A Associação de Imprensa em Português e Inglês de Macau (AIPIM) diz-se atenta à revisão da lei da segurança nacional, que está actualmente em fase de consulta pública. Ao PONTO FINAL, José Miguel Encarnação, presidente da direcção da associação, disse acreditar que “os jornalistas saberão interpretar a lei que vier a ser promulgada”.
A revisão à lei da segurança nacional está agora em fase de consulta pública e a Associação de Imprensa em Português e Inglês de Macau (AIPIM) diz-se atenta ao processo. Até porque “a liberdade de imprensa é um dos esteios de qualquer sociedade desenvolvida”, sublinhou José Miguel Encarnação, presidente da associação, ao PONTO FINAL.

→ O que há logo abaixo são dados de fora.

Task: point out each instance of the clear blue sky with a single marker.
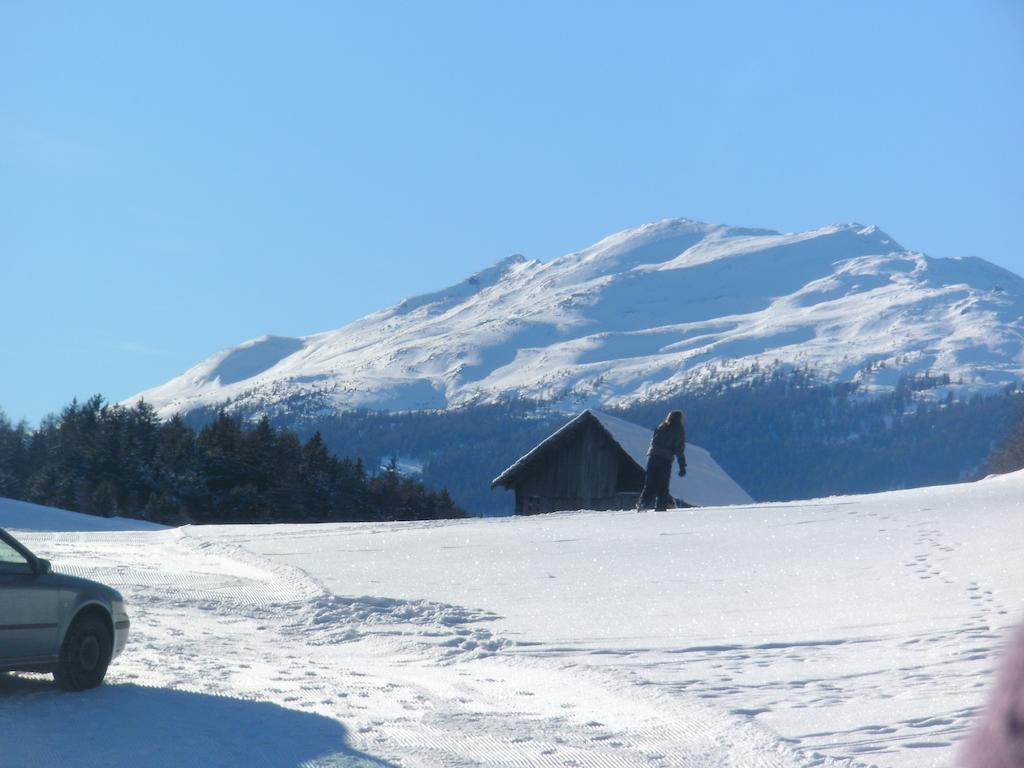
(178, 177)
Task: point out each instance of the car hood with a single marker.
(95, 589)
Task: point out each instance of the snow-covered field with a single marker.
(846, 631)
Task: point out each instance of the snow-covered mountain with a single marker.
(642, 314)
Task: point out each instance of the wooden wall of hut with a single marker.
(584, 470)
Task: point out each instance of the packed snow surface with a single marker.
(850, 631)
(15, 514)
(641, 314)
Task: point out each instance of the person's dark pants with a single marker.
(655, 486)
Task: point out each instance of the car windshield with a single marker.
(12, 561)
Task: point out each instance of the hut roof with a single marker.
(706, 482)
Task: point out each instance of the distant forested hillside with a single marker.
(109, 460)
(780, 435)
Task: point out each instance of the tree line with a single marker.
(109, 460)
(781, 434)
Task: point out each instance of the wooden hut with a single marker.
(597, 462)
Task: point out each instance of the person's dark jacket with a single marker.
(669, 442)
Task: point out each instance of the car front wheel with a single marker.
(85, 654)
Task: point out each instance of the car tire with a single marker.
(85, 654)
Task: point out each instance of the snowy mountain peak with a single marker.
(644, 312)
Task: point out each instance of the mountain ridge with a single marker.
(640, 313)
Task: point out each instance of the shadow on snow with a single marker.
(121, 725)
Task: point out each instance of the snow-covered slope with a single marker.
(27, 516)
(639, 314)
(854, 632)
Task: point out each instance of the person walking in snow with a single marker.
(669, 442)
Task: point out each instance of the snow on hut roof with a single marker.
(706, 482)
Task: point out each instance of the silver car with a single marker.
(54, 623)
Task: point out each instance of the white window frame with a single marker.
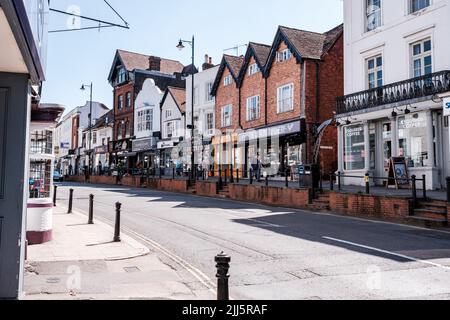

“Ouvimos com muita atenção as explicações do secretário para a Segurança aquando da apresentação da proposta de lei e, desde então, acompanhamos o desenrolar do processo de auscultação, não deixando de dar a nossa opinião se considerarmos oportuno ou formos chamados a fazê-lo”, afirmou, salientando a importância de compreender o diploma. “Só no topo da montanha se vê a 360 graus. Estamos, pois, no início de uma escalada que só termina no dia 5 de Outubro [data do fim da consulta pública]”, frisou.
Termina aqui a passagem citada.